An algorithm for the management of patients with CACs and TMA is presented in Fig. 1. In a patient presenting with TMA and a specific CAC [9, 20, 24, 28, 53], clinicians should first initiate specific management for the identified CAC, in order to treat underlying causes of TMA. If renal or extrarenal TMA arose from the CAC in the absence of complement dysregulation, TMA should resolve rapidly. As the French Study Group for aHUS/C3G (C3 glomerulopathies) has recommended, resolution of renal TMA can be defined as normalization of platelet count and LDH level, and a decrease in serum creatinine by ≥25 % [63].

The persistence of TMA despite specific management for the CAC strongly suggests that the CAC is lowering the threshold for manifestations and unmasking aHUS [5, 24, 35, 53]. In these cases, differential diagnosis of TMA is required [5]. All patients with TMA should have a thorough evaluation for underlying causes [5]. STEC-HUS can be ruled out with a negative stool test for STEC. ADAMTS13 activity <5 % (depending on the assay used) indicates TTP [5]. Genetic investigations may help determine long-term prognosis of aHUS but are not required for diagnosis [5]. Complement gene mutations or factor H autoantibodies are identified in approximately 50–70 % of patients with aHUS [4, 9]. The number of mutations characterized has been increasing steadily over recent years [107], and others may be identified in the future.

Overall, clinicians should have a strong suspicion for aHUS in patients with ADAMTS13 activity ≥5 %, negative STEC test, and persistent TMA despite treatment of the CAC. It should be noted that testing results for ADAMTS13 activity level and STEC may not be rapidly available. Thus, some patients may initiate PE during the differential diagnosis period [5] to temporarily maintain hematologic parameters, although it does not inhibit the underlying complement-mediated pathogenesis of aHUS [12] or prevent end-stage renal disease or mortality [9].

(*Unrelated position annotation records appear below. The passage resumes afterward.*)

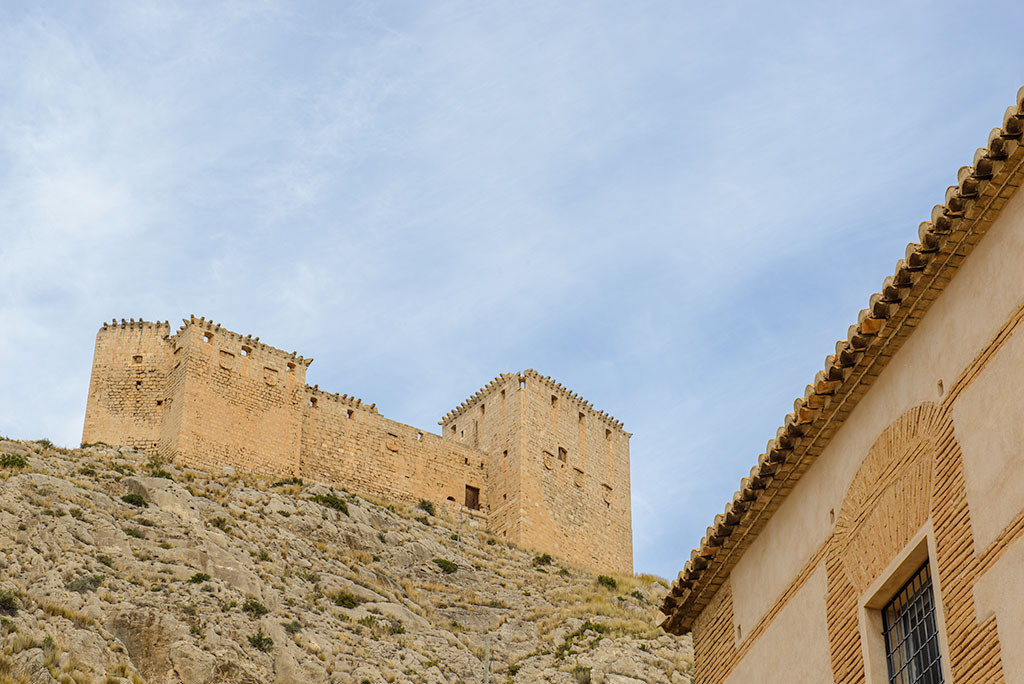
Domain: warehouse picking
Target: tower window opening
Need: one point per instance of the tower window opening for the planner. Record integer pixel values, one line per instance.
(472, 498)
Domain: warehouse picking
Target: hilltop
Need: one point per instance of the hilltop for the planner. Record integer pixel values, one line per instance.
(116, 567)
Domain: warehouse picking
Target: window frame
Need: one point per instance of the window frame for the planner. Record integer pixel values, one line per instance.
(914, 601)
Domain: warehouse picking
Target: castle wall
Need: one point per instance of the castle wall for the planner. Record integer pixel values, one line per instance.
(489, 424)
(346, 442)
(553, 476)
(240, 402)
(566, 473)
(127, 388)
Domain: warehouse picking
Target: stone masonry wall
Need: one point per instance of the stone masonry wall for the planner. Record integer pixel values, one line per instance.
(127, 387)
(537, 463)
(241, 401)
(344, 441)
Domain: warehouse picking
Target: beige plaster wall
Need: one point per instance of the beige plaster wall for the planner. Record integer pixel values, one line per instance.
(795, 647)
(989, 420)
(975, 304)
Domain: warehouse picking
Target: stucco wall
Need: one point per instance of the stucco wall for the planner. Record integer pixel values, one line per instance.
(966, 359)
(771, 659)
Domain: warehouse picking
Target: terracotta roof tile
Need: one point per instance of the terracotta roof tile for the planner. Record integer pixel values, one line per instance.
(952, 229)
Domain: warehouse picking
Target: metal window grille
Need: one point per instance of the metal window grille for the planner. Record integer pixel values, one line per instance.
(911, 637)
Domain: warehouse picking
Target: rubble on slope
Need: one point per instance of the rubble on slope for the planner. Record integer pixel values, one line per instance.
(117, 568)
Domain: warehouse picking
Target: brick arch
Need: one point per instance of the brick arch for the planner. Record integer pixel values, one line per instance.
(888, 501)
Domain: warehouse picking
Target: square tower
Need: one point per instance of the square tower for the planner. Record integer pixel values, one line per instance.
(558, 470)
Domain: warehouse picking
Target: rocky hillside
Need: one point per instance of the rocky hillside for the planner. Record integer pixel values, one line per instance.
(117, 568)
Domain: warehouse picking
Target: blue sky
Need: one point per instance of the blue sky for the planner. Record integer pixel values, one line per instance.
(673, 208)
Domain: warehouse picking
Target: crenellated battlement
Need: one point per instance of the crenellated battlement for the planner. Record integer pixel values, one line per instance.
(532, 459)
(555, 386)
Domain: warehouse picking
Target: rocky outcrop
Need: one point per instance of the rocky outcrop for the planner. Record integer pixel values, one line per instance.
(111, 573)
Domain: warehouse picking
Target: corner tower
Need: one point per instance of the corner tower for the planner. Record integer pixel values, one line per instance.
(558, 469)
(127, 388)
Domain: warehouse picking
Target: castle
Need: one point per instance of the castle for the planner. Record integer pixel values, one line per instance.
(537, 464)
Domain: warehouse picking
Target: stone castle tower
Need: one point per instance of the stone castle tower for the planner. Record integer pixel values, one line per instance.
(534, 462)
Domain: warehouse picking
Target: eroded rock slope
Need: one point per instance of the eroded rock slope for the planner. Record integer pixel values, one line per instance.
(116, 568)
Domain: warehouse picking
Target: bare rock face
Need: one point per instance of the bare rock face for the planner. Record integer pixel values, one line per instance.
(148, 635)
(202, 579)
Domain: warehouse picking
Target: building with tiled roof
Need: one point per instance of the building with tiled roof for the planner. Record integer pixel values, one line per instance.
(879, 538)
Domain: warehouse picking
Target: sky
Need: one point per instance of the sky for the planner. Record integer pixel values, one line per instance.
(673, 208)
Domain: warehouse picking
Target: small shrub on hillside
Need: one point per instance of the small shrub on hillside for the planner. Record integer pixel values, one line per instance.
(331, 501)
(260, 641)
(346, 600)
(446, 565)
(254, 608)
(134, 500)
(13, 461)
(8, 601)
(123, 468)
(565, 648)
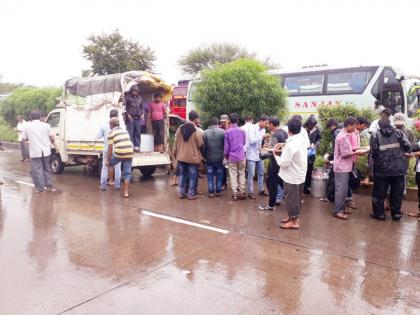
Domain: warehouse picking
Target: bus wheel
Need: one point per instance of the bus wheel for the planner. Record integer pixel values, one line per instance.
(57, 167)
(147, 171)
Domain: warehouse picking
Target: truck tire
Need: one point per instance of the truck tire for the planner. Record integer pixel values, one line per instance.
(57, 167)
(147, 171)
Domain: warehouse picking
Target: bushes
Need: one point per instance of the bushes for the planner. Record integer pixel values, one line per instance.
(242, 86)
(26, 99)
(7, 133)
(340, 113)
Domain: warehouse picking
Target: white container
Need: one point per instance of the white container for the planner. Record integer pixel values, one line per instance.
(147, 143)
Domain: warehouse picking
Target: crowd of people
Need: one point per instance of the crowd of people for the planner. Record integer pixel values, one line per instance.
(281, 157)
(240, 152)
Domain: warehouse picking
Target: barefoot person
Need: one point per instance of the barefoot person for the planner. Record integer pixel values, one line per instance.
(120, 150)
(293, 164)
(39, 135)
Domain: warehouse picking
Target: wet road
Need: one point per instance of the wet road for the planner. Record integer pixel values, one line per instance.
(81, 251)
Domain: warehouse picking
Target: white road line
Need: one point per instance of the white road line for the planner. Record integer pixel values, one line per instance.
(24, 183)
(182, 221)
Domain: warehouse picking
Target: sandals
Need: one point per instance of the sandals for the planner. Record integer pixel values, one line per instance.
(341, 216)
(291, 225)
(286, 220)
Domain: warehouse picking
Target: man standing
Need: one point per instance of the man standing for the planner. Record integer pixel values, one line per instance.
(293, 166)
(235, 140)
(224, 122)
(103, 133)
(314, 135)
(254, 139)
(399, 123)
(388, 148)
(120, 150)
(23, 144)
(134, 114)
(214, 139)
(39, 135)
(343, 165)
(158, 116)
(273, 181)
(187, 151)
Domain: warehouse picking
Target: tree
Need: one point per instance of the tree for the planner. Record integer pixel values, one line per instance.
(26, 99)
(6, 87)
(208, 56)
(242, 86)
(111, 53)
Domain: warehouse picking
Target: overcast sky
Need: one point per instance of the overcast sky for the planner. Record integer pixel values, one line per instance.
(41, 40)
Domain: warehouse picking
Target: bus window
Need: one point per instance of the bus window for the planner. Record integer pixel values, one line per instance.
(389, 76)
(348, 82)
(305, 84)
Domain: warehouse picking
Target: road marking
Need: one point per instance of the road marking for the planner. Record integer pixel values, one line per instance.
(24, 183)
(182, 221)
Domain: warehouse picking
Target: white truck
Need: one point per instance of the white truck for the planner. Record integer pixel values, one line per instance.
(84, 107)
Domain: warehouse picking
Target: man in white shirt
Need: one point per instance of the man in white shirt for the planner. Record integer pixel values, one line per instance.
(293, 164)
(23, 144)
(303, 131)
(39, 135)
(254, 137)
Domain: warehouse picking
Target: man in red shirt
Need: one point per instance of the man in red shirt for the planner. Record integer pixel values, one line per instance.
(158, 115)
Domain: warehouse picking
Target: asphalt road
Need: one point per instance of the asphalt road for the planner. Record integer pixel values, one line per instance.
(81, 251)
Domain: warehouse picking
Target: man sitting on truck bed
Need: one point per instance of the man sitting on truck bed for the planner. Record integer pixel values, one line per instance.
(120, 149)
(134, 115)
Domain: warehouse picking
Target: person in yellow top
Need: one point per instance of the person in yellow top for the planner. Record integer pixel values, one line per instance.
(120, 149)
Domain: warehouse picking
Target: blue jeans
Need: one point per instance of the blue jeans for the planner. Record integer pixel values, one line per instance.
(188, 178)
(215, 170)
(134, 130)
(259, 165)
(104, 173)
(126, 166)
(280, 194)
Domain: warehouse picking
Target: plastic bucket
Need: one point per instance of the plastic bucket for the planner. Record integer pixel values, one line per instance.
(319, 186)
(147, 143)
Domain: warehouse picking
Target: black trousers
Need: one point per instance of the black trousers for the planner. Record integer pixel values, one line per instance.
(308, 179)
(273, 181)
(418, 187)
(380, 188)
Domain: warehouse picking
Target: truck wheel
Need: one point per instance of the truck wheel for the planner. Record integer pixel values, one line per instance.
(147, 171)
(57, 167)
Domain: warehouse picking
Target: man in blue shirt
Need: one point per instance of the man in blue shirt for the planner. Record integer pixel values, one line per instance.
(254, 138)
(103, 133)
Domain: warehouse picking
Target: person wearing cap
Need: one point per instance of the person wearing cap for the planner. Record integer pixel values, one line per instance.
(224, 122)
(399, 123)
(134, 115)
(416, 153)
(388, 147)
(120, 150)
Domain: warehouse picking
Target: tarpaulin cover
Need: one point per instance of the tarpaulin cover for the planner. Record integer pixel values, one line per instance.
(147, 82)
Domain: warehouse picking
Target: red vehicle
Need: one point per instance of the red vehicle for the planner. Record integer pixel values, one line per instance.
(178, 103)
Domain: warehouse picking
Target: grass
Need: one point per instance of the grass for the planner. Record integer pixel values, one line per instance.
(6, 132)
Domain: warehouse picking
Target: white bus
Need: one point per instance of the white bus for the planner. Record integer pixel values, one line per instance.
(308, 88)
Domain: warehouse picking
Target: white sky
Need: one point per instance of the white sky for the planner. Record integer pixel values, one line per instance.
(41, 40)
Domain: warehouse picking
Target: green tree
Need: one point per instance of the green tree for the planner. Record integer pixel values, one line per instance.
(26, 99)
(6, 87)
(208, 56)
(111, 53)
(242, 86)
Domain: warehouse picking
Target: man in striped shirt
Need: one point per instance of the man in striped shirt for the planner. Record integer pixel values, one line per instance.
(120, 149)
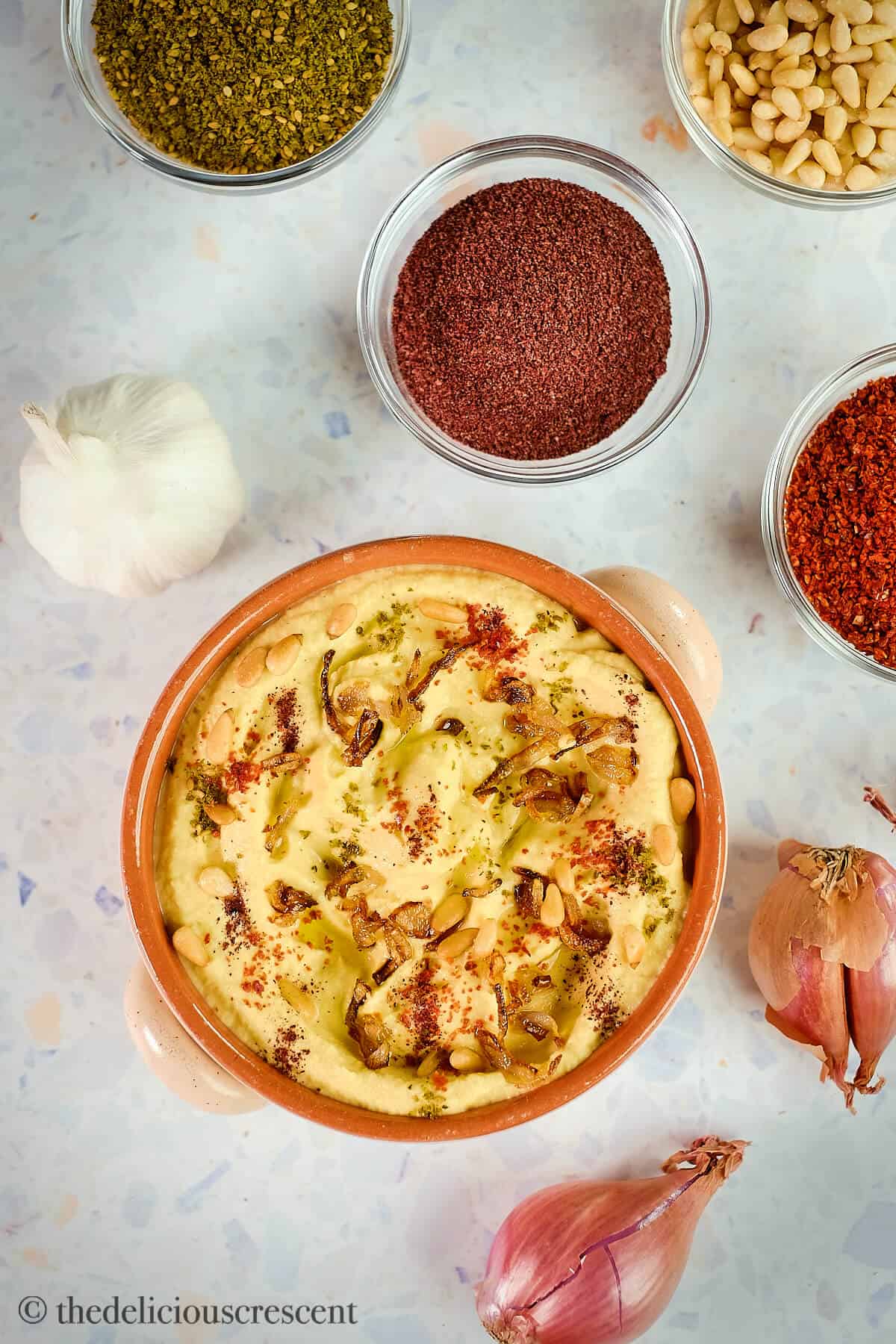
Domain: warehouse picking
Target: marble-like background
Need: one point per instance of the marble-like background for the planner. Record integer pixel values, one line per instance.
(108, 1184)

For patients with diagnosed aHUS, with or without a comorbid CAC, clinicians should initiate eculizumab therapy immediately according to established guidelines [5, 63, 108]. Clinical studies have shown that earlier intervention with eculizumab is associated with better renal outcomes for patients with aHUS [15]. The specific effects of eculizumab in aHUS comorbid with individual CACs (e.g. autoimmune diseases) will be demonstrated as evidence accumulates in the literature.

The optimal treatment duration for patients with aHUS and specific CACs has not been established. Expert and regulatory guidance notes that ongoing treatment may prevent risks of potentially life-threatening TMA that may occur following therapy discontinuation [5, 13, 14].

Conclusions

CACs are increasingly identified in the medical literature as being comorbid with aHUS or unmasking previously undiagnosed cases. The presented case studies illustrate potential complexities in disease onset and differential diagnosis when both a CAC and aHUS are present, as well as the benefits of eculizumab treatment for these patients. Overall, clinicians should consider a diagnosis of aHUS if TMA persists despite specific management for the CAC. Once aHUS is diagnosed, eculizumab should be initiated promptly to halt target organ injury and improve outcomes related to TMA.